The first category lists exclusions. For the acts provided in the second paragraph of the 3rd Article, RIA will not be required. This was a discretionary choice of Federal Government. Sectoral regulation may provide further details on the list, as the acts were generally considered, to adapt the exclusions for each regulated sector.
Those are acts (i) of internal processing of the entities; (ii) concrete effects; (iii) budgetary and financial execution; (iv) exchange and monetary policy; (v) on national security; (vi) that aim to consolidate other rules on specific matters but do not change the merits.
The second category is the RIA waiver. RIA procedure could be conducted in the cases provided by the Decree; however, public administration may waive it due to external factors or potential harm in performing the procedure. Sectoral regulation will be important to define broad terms of the Decree, such as "low impact act".
The waive hypotheses are for: (i) urgent acts; (ii) acts that strictly discipline rights of a higher hierarchical norm, without decision-making space; (iii) low impact acts; (iv) acts that repeal or updating of obsolete rules; without change the merit; (v) acts related to financial matters, to preserve liquidity, solvency or health in the insurance, reinsurance, capitalization and private pension markets; financial, capital and foreign exchange markets; or payment systems; (vi) acts that adapt national regulation to international standards; (vii) acts that reduce requirements, obligations, restrictions, requirements or specifications in order to reduce regulatory costs; and (viii) acts that revise outdated rules to adapt them to internationally consolidated technological development.

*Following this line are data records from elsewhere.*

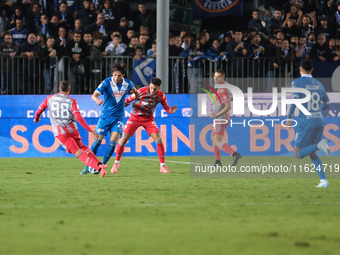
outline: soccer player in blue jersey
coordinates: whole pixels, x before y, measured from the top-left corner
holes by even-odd
[[[294,152],[297,158],[304,158],[309,155],[315,170],[319,174],[320,183],[317,188],[327,188],[329,182],[326,180],[326,175],[322,166],[321,159],[316,154],[317,150],[322,150],[330,157],[330,150],[327,145],[327,140],[322,139],[324,121],[322,111],[329,108],[329,98],[323,85],[312,77],[313,62],[309,59],[303,59],[300,63],[301,77],[292,82],[294,88],[304,88],[310,91],[311,99],[304,103],[303,106],[311,113],[305,115],[299,111],[299,118],[295,127]],[[293,98],[304,98],[304,93],[293,93]],[[291,117],[295,110],[295,104],[292,104],[288,113],[287,124],[291,126]]]
[[[112,68],[112,77],[108,77],[103,80],[91,97],[98,105],[102,105],[96,129],[99,137],[94,140],[91,150],[94,154],[97,154],[104,136],[110,132],[109,146],[106,149],[103,159],[103,162],[106,163],[112,156],[119,137],[123,133],[124,103],[126,94],[132,90],[136,98],[139,99],[137,89],[134,87],[132,81],[124,78],[125,74],[125,65],[116,64]],[[100,95],[104,95],[104,101],[99,99]],[[80,174],[87,174],[88,172],[89,168],[85,167]]]

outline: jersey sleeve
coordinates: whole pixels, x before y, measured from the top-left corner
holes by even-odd
[[[96,91],[98,91],[101,95],[103,95],[105,93],[105,90],[106,90],[106,80],[103,80],[97,87]]]
[[[162,93],[160,96],[161,96],[161,104],[162,104],[164,110],[167,113],[170,113],[171,107],[168,104],[168,100],[166,99],[166,95],[164,93]]]
[[[34,116],[35,121],[39,121],[40,115],[47,109],[48,100],[50,99],[51,96],[46,97],[45,100],[39,105],[38,110],[35,112]]]
[[[230,101],[228,89],[220,89],[219,95],[223,104]]]

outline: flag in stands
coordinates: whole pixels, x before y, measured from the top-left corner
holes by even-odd
[[[193,0],[194,19],[225,15],[243,15],[243,0]]]
[[[156,69],[154,58],[141,58],[134,61],[132,81],[135,85],[148,86]]]

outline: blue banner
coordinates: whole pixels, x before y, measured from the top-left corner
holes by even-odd
[[[194,19],[225,15],[243,15],[243,0],[193,0]]]
[[[156,69],[156,59],[134,60],[132,81],[135,85],[148,86]]]
[[[95,128],[101,107],[91,100],[90,95],[71,95],[71,97],[77,100],[81,114],[87,123]],[[39,123],[33,123],[34,113],[46,96],[1,96],[0,98],[0,158],[72,156],[66,153],[54,139],[46,112]],[[211,142],[213,120],[209,117],[198,117],[198,106],[201,102],[197,98],[197,95],[167,95],[169,104],[178,106],[175,114],[168,114],[161,105],[156,107],[155,121],[161,131],[166,156],[211,155],[213,157]],[[328,117],[325,117],[324,137],[329,141],[332,153],[340,155],[339,104],[334,106],[329,114],[325,114]],[[130,112],[131,106],[125,109],[125,122]],[[233,116],[226,128],[224,141],[244,156],[293,156],[294,129],[285,128],[282,125],[283,119],[279,116]],[[83,142],[91,145],[93,136],[89,135],[83,127],[78,126]],[[104,155],[106,143],[104,139],[98,156]],[[155,142],[142,128],[136,131],[126,147],[124,156],[157,156]],[[227,154],[222,152],[222,155]]]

The Decree provides the Measuring Regulatory Performance (ARR) as a complementary procedure for evaluating the impact of regulation and regulatory policy. The mechanism is used to monitor the results of regulatory actions. Even in cases of RIA waiver, ARR has to be conducted within three years, counting from the date the rule comes into force.
Each entity will comply with the criteria proposed by the Decree to conduct ARRs. It considers (i) the level of impact on the country's economy generated by the regulation; (ii) the relevance of the matter; (iii) the existence of problems generated by the regulation enacted; and (iv) the validity of the regulation (minimum of five years).
ARRs must be public and the procedure documents have to be available on the website of each entity. It aims to guarantee the transparency of administrative performance.